Tout ceux qui ont grandi dans les années 1990 ont encore un souvenir tendre de la famille Tanner. Et on leur conseille de ne pas le gâcher, en se risquant à regarder Fuller House. Car La Fête à la maison, 20 ans après, c'est tout simplement périmé !

Jeff Franklin, créateur de la série originale, a repris l'histoire de Danny (Bob Saget) et sa bande, qui ont tous bien grandi. Ses filles sont désormais des femmes fortes et indépendantes. Mais DJ a perdu son mari pompier au cours d'un terrible incendie et la voilà désormais veuve et mère célibataire de trois enfants. Pour l'aider dans cette épreuve difficile, sa soeur Stephanie, devenue Disque Jockey (sous le nom de DJ Tanner... vous saisissez la blague ?), met sa carrière entre parenthèses et s'installe avec elle, dans la vieille maison familiale de San Francisco, que Danny, Jesse, Becky et Oncle Joey s'apprêtaient à vendre. L'immense bâtisse va donc trouver une nouvelle vie et ce sera à nouveau La Fête à la maison.

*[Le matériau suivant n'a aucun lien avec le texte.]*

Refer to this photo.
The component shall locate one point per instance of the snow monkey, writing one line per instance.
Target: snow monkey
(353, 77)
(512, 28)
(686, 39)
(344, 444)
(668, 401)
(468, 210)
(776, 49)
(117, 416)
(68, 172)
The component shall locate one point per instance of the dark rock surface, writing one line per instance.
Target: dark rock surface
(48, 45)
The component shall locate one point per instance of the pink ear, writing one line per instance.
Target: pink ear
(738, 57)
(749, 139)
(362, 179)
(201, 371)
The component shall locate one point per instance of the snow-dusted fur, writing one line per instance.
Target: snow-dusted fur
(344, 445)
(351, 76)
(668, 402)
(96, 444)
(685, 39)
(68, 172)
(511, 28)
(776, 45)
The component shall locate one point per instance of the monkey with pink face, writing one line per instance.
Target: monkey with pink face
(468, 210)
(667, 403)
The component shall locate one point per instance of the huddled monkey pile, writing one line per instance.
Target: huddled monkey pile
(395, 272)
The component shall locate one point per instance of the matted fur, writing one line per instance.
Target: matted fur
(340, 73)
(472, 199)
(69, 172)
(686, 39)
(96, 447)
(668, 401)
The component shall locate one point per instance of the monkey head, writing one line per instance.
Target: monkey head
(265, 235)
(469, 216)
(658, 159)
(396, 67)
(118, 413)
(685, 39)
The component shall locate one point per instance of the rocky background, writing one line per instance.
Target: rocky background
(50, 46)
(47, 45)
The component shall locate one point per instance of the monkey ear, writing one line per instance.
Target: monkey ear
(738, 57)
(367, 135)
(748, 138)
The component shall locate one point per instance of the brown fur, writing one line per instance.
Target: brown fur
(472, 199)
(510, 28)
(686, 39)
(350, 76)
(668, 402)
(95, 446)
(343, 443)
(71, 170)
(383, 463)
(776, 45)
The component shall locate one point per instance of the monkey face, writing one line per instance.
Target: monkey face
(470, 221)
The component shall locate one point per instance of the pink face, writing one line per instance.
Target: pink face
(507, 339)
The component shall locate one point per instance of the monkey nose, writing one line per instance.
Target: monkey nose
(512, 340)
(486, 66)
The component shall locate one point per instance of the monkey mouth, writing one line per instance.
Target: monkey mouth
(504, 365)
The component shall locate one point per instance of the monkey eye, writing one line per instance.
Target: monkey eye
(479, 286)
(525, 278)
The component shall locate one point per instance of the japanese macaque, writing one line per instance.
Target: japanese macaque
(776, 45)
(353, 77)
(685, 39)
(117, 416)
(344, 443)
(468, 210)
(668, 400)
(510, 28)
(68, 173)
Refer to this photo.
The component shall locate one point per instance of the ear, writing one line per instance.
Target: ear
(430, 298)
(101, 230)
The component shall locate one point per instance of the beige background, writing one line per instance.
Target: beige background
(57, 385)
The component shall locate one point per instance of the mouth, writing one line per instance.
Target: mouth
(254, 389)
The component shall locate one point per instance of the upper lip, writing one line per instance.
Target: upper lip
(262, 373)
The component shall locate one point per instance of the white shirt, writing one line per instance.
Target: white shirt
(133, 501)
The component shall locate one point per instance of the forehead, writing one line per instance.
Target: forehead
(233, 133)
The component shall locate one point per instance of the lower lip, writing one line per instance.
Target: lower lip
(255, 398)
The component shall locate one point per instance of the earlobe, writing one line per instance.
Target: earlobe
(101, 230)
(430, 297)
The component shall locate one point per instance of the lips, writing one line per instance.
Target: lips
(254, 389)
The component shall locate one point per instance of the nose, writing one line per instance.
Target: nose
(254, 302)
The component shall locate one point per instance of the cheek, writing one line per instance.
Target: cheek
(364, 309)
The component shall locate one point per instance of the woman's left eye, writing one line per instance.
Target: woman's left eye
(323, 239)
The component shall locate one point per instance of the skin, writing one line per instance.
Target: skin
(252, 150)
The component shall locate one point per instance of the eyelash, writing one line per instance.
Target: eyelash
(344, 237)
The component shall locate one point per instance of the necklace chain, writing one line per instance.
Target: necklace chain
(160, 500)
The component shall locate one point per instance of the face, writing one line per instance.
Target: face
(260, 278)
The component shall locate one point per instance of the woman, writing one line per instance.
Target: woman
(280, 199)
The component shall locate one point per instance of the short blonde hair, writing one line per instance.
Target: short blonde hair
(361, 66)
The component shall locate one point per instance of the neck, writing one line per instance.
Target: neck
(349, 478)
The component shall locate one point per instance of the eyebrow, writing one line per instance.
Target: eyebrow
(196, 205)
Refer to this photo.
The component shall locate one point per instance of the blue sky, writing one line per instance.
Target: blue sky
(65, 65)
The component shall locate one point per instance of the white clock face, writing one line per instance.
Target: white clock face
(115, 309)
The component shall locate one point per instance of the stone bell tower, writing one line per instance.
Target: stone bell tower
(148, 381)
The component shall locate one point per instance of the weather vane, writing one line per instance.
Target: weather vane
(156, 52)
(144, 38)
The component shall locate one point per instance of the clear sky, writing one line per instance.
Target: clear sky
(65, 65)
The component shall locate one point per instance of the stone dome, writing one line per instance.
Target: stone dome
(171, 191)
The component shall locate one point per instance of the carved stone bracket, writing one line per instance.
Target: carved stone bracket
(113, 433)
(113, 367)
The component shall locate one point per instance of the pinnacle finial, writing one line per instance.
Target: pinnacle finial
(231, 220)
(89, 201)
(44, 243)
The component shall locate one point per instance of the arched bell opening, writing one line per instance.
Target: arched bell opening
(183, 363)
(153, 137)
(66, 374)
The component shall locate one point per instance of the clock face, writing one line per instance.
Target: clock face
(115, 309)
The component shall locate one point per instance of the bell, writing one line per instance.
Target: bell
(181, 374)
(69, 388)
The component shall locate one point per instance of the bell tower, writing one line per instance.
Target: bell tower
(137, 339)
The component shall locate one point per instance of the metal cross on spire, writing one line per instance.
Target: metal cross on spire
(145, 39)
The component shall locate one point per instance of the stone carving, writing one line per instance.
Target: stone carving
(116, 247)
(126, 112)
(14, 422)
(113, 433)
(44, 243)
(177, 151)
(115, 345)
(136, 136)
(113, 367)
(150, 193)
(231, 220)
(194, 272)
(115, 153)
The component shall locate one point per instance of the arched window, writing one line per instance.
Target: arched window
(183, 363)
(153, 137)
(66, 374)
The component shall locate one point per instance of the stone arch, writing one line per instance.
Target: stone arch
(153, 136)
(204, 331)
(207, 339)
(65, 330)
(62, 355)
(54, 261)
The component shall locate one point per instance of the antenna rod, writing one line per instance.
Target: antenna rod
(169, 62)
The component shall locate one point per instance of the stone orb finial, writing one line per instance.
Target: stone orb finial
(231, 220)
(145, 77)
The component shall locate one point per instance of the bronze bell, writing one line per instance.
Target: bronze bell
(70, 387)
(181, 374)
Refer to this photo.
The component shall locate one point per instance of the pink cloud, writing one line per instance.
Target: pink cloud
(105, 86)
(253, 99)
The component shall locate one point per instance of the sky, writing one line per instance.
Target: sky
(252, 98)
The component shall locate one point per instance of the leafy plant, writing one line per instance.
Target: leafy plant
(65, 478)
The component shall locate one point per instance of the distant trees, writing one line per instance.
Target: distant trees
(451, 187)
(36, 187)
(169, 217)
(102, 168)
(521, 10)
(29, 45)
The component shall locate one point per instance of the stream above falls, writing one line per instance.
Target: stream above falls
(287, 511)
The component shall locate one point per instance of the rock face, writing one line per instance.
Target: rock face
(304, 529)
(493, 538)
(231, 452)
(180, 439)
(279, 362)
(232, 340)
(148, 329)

Pas la peine de tourner autour du pot sur dix pages : Fuller House, c'est totalement raté. Jeff Franklin est resté englué dans les années 1990 et a conçu sa série Netflix, comme il y a 30 ans : une bonne grosse sitcom familiale, ringarde au possible, avec ses câlins baveux, ses leçons de morale bas de gamme, des héros unidimensionnels et des bons sentiments livrés par camions bennes. Tout est incroyablement daté, dépassé. Fuller House sonne faux de A à Z et très rapidement, un énorme sentiment de malaise gagne le salon.

Dès le premier épisode en fait. Un pilote qui ressemble plus à un sketch du Late Show de Jimmy Kimmel, qu'à un véritable lancement. Avec ses gros doigts bouffis, il tente de pincer notre fibre nostalgique, sans la moindre finesse. "Hé ! regardez qui voilà : c'est tonton Joey dans son vieux pyjama ! Et là, c'est Kimmy Gibbler, toujours aussi fofolle ! Et maintenant, câlin général !" D'accord, c'est amusant de retrouver la vieille maison de San Francisco, les Tanner qui ont pris de l'âge (même si certains n'ont pas pris une ride en 30 ans, on se demande bien comment) et quelques références aux années 90. Sauf que Franklin et les producteurs ont totalement oublié de moderniser leur sitcom au passage.

Les dialogues sont poussiéreux. Les relations "guimauves" jusqu'à l’écœurement. L'histoire n'a absolument aucune ambition. Et les intrigues des épisodes sont plus ahurissantes les unes que les autres : du concours de danse en boîte de nuit avec Macy Gray, au combat de catch mexicain en passant par DJ Tanner à Coachella, on reste sidéré par une telles absurdités.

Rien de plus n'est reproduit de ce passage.